Read here. Excerpts, emphasis added:
Assessing the role of ancestry-associated genetic variations in disease etiology is further complicated by the recent admixture that characterizes various populations of the world (24). Hence, an individual’s ancestry can be described by quantifying the proportion of the genome derived from each contributing population (global ancestry). Heterogeneity is also observed locally in the genome, as variability is observed in the ancestral origins of any particular segment of chromosomes (local ancestry; ref. 25). Ultimately, genetics plays a role in the biological characteristics of a cancer in the form of both germline variation and somatic alterations. Further research is needed to determine the extent to which genetic differences align with ancestral genetic changes (26).
Cell lines reported as “African” or “Black” clustered with African-American populations in 81.6% of the cases, emphasizing the ambiguity of the existing nomenclature. In fact, the proportion of the genome inferred to be of European origin in these cell lines averaged 18.32% (ranging from 0% to 95.09%). Another type of ambiguity concerns the cell line Hs 698.T labeled as originating from an “American Indian,” which clusters with populations of South Asia, suggesting an origin in India rather than from a Native/Indigenous American individual. A total of 26 cell lines were reported as Caucasian but clustered genetically with other populations including African (n = 2), African American (n = 6), East Asian (n = 1), Hispanic/Latinos (n = 16), and South Asian (n = 1). Interestingly, 89% of the cell lines identified as Hispanic/Latino from admixture patterns and clustering are reported as “Caucasian.” Several groups have reported a concordance between self- or observer-reported belonging to major racial/ethnic groups (141–143). However, these categories do not capture the inherent heterogeneity of admixed populations (144–147). What appears as inconsistencies in self-report and genetic data may result from individuals having limited knowledge of their ancestral origins, or culturally identifying to an ethnic group that is not representative of one’s admixture proportions (18). Sociological, behavioral, and biological factors that underlie race, ethnicity, and ancestry are likely to interact (148). Consequently, from a biomedical research perspective, both self-reports of race/ethnicity group as well as genetically determined clustering and admixture are expected to be relevant in understanding disease susceptibility, and ultimately, the causes of health disparities (18, 148, 149).
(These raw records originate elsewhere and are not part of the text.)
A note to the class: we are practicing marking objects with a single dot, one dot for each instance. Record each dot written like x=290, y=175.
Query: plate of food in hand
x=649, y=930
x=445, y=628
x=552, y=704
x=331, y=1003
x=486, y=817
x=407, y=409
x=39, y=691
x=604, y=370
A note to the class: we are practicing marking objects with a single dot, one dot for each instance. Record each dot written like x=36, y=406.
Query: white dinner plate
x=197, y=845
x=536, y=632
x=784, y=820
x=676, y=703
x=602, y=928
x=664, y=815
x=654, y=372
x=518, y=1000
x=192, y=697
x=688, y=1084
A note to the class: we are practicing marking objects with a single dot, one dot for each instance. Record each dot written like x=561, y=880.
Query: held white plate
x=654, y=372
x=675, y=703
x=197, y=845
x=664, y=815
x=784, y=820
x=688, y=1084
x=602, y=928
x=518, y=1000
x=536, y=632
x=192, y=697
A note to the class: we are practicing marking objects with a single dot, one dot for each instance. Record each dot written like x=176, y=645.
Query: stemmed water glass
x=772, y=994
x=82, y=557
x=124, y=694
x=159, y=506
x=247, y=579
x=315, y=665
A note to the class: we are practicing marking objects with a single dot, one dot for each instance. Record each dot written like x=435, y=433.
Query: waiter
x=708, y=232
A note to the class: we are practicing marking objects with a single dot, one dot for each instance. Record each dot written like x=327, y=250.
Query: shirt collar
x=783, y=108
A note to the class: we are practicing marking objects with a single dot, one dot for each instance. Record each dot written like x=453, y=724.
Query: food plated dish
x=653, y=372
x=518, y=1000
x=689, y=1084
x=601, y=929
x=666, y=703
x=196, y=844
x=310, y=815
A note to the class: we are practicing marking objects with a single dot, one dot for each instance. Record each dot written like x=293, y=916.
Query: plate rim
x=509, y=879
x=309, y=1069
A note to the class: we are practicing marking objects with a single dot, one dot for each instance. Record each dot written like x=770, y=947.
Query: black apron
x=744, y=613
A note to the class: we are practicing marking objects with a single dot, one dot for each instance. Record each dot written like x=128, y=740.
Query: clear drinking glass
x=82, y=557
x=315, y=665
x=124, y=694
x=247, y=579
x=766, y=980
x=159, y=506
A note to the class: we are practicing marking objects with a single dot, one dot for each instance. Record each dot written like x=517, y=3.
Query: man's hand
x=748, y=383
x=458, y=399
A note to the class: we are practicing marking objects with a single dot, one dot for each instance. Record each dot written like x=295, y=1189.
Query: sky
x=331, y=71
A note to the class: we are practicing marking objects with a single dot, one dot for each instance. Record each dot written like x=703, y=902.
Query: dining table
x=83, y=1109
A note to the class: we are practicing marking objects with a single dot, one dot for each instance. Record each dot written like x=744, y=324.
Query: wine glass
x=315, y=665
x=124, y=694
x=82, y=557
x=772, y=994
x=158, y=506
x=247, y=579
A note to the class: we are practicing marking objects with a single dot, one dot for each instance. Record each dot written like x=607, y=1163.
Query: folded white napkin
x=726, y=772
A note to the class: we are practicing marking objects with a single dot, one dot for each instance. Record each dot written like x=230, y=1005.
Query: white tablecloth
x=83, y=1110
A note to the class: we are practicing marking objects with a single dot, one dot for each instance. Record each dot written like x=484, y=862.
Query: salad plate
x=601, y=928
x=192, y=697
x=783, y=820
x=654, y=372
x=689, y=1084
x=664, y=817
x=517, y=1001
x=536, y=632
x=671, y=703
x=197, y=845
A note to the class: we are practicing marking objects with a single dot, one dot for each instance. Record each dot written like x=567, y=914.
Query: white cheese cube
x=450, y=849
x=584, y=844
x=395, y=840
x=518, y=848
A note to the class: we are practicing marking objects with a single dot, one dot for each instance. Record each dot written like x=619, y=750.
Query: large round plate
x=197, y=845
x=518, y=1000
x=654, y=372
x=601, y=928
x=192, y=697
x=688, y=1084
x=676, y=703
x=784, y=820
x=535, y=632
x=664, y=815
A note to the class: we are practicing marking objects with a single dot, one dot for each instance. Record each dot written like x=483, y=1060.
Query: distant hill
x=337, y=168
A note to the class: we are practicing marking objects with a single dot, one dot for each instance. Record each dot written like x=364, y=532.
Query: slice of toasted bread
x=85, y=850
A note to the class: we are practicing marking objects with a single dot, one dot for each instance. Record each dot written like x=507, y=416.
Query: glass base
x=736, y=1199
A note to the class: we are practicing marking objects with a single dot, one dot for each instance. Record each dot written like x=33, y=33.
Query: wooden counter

Note the last phrase. Also, importantly, there is misclassification. Given that people are not always accurate about their own self-reported ancestry, what can we say about the ancestry testing companies that use customer samples to inflate their pathetically limited parental/reference population datasets?
Also consider Figure 1 in the paper. It looks to me like the cancer cell lines exhibit more admixture than the actual human population samples. At the very least,there are observable differences in ancestral proportions. Some of that of course is simply the well known admixture in “African Americans,” but what about the other populations? That could be due to the misclassification mentioned above, there are of course issues about sample size, and concerns over how accurate the ancestry testing is. Cancer cell lines also tend to have high mutation rates, reflecting the situation in the tumor of origin. However, even with all those caveats, can we consider the possibility that increased admixture is associated with a higher cancer risk; hence, cancer cell lines show more admixture because cancer patients are on average more admixed than is typical of the general population? Given how prevalent cancer is, the differences are not great, as we are dividing populations in two relatively similar “chunks” (the difference being cancer vs. non-cancer); but still, if there is going to be any differences between the two “chunks” – perhaps the cancer “chunk” exhibits more admixture than the non-cancer “chunk?” Anyone willing to test the hypothesis? Or, we can consider the more general hypothesis of statistically significant differences in ancestry between cancer vs. non-cancer for each population group (regardless of admixture, or which group has more admixture, etc.).